NEW IDEAS ABOUT NUTRITION IN CROHN'S AND COLITIS: ENTERAL NUTRITION

NEW IDEAS ABOUT NUTRITION IN CROHN'S AND COLITIS: ENTERAL NUTRITION

The Europeans, Canadians, and Japanese have been using aggressive nutritional therapy to treat Crohn's disease when a child or teen is diagnosed. These kids often have decreased growth (and delay in starting puberty). So the goal is to give them more (and better) nutrition–more calories with higher protein levels to improve growth and the kids' general health, and to replace or supplement what they may not be able to absorb completely through inflamed intestines.

The medical teams calculate the child's or teen's nutritional needs and provide for those needs using a liquid formula for 8- 12 weeks. They could drink the formula or have it go through a tube into the stomach. This approach, called enteral nutrition, which basically means tube-fed nutrition (even when someone drinks the formula).

The results have been  promising. On average, 73% of the children go into clinical remission and have no symptoms. This compares to the effectiveness of steroids when they are given as the first therapy after diagnosis. A study in 90 children (Lee and others, Inflammatory Bowel Dis, 2015) showed that 88% improved on enteral nutrition which was about the same as those who had gone onto one of the biologic medicines and better than the 64 % response seen when children only followed the diet part time. 

Why Does Enteral Nutrition Work?

●   It could be because the child is getting in the extra nutrition (the nutrients and calories) they need that they might not otherwise be able to eat when they're not feeling well.

●   It could be because all of the nutrients are being absorbed high up in the intestine, which gives the lower intestine time to heal.

●   It could be what's in the formulas. As we now know nutrients can change the balance of the intestinal microbiome to a healthier flora, giving the immune system less to overreact to.

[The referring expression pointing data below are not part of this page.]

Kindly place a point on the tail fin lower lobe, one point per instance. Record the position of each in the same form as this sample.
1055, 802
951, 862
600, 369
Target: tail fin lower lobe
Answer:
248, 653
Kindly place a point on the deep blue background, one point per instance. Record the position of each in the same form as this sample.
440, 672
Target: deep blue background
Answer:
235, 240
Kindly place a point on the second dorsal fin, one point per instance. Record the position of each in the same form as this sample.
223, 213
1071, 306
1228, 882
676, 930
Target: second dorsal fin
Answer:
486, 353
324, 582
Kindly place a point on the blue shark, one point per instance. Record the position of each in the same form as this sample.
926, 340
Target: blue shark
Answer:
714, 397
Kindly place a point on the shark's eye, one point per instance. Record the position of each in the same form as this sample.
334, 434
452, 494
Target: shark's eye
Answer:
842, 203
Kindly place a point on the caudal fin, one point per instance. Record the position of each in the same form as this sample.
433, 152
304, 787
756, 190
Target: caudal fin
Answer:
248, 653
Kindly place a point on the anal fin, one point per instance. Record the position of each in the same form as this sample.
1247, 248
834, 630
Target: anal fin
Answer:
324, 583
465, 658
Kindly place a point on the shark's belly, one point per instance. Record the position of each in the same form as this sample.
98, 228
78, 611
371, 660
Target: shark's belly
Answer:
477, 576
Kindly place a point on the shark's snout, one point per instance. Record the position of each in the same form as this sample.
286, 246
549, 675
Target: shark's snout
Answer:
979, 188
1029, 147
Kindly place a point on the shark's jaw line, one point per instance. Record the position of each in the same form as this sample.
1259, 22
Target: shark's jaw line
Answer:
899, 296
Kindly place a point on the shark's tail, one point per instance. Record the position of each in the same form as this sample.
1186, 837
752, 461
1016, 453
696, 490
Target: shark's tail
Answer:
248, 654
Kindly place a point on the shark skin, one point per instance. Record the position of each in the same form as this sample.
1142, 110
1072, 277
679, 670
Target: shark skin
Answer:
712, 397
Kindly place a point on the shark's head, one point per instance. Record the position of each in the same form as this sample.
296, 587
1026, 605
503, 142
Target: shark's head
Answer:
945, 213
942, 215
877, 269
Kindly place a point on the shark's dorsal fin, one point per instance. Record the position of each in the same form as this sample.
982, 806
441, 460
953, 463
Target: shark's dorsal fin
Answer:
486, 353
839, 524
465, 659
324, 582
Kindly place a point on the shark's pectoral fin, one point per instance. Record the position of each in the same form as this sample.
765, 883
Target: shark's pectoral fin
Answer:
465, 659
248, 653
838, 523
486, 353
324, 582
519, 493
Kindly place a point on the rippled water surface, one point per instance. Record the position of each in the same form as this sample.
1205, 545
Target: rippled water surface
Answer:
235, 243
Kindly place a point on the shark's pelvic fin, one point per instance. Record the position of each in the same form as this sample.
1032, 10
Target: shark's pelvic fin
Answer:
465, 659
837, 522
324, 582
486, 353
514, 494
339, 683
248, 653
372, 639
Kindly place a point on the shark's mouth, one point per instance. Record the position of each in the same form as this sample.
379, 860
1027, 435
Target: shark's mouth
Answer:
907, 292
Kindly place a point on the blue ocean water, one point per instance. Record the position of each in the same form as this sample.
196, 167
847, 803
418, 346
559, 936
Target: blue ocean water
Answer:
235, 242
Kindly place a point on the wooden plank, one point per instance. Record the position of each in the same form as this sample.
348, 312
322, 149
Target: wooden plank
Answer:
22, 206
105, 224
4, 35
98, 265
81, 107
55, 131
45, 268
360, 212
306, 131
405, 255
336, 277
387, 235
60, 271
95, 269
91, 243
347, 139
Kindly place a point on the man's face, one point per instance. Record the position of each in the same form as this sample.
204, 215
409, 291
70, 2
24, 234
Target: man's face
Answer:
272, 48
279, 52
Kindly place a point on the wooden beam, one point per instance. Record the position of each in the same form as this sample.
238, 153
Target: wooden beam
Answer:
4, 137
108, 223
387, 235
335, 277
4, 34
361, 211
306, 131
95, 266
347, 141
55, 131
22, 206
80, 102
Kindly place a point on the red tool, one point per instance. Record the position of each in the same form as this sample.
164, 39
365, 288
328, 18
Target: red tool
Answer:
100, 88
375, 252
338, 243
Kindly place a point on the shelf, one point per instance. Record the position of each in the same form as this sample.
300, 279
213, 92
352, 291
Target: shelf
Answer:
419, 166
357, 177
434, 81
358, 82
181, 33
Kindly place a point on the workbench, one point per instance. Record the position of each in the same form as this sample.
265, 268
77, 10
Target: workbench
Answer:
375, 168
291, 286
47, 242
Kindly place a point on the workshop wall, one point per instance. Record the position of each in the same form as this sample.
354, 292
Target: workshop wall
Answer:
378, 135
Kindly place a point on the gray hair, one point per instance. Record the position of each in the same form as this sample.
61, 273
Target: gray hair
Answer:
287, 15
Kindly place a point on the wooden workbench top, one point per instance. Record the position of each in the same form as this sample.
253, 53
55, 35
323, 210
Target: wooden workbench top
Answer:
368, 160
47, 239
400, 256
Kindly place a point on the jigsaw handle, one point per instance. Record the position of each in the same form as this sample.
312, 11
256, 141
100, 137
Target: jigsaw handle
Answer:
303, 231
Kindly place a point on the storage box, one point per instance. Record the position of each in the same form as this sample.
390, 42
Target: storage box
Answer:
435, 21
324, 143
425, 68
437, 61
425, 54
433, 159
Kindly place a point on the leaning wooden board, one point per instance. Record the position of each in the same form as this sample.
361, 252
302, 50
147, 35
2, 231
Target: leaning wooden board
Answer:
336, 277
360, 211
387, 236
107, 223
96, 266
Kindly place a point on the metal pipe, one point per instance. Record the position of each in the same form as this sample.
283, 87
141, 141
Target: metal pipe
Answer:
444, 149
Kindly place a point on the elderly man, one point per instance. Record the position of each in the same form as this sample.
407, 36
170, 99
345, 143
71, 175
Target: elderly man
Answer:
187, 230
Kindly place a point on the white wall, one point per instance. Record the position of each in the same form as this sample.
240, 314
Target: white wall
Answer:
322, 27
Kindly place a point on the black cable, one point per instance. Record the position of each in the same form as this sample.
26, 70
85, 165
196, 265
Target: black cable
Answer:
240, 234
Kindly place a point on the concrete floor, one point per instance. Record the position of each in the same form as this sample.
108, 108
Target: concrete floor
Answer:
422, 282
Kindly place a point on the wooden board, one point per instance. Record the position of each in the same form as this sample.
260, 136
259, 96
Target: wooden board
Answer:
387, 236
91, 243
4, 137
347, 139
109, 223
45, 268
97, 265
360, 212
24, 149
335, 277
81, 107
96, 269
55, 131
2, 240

●   Or it could be that drinking one drink, with just one protein source eliminates other foods that could be irritating to the intestines.

Limitations

●       Drinking a formula as the only thing they have for every meal is difficult, even when it's only for 8-12 weeks. Some people don't want to continue the liquid diet and want to change over to a different diet or medicine or both, when they finish. Also, there's no evidence that it works long-term.

●       It doesn't seem that enteral nutrition is as effective for ulcerative colitis or Crohn's in the large intestine (colon)

●       We don't know if enteral nutrition will work as well for adults.

●       Using the formula for breakfast, lunch and then eating a solid, healthy dinner provides 60 -80% of the calories someone needs and is known as partial enteral nutrition. That still gives good results but not as good as just drinking the formula.           

●       Enteral nutrition isn't as good when it's used for a flare (50 – 80% will improve or go into remission). But that still means it may be useful, particularly in combination with medications.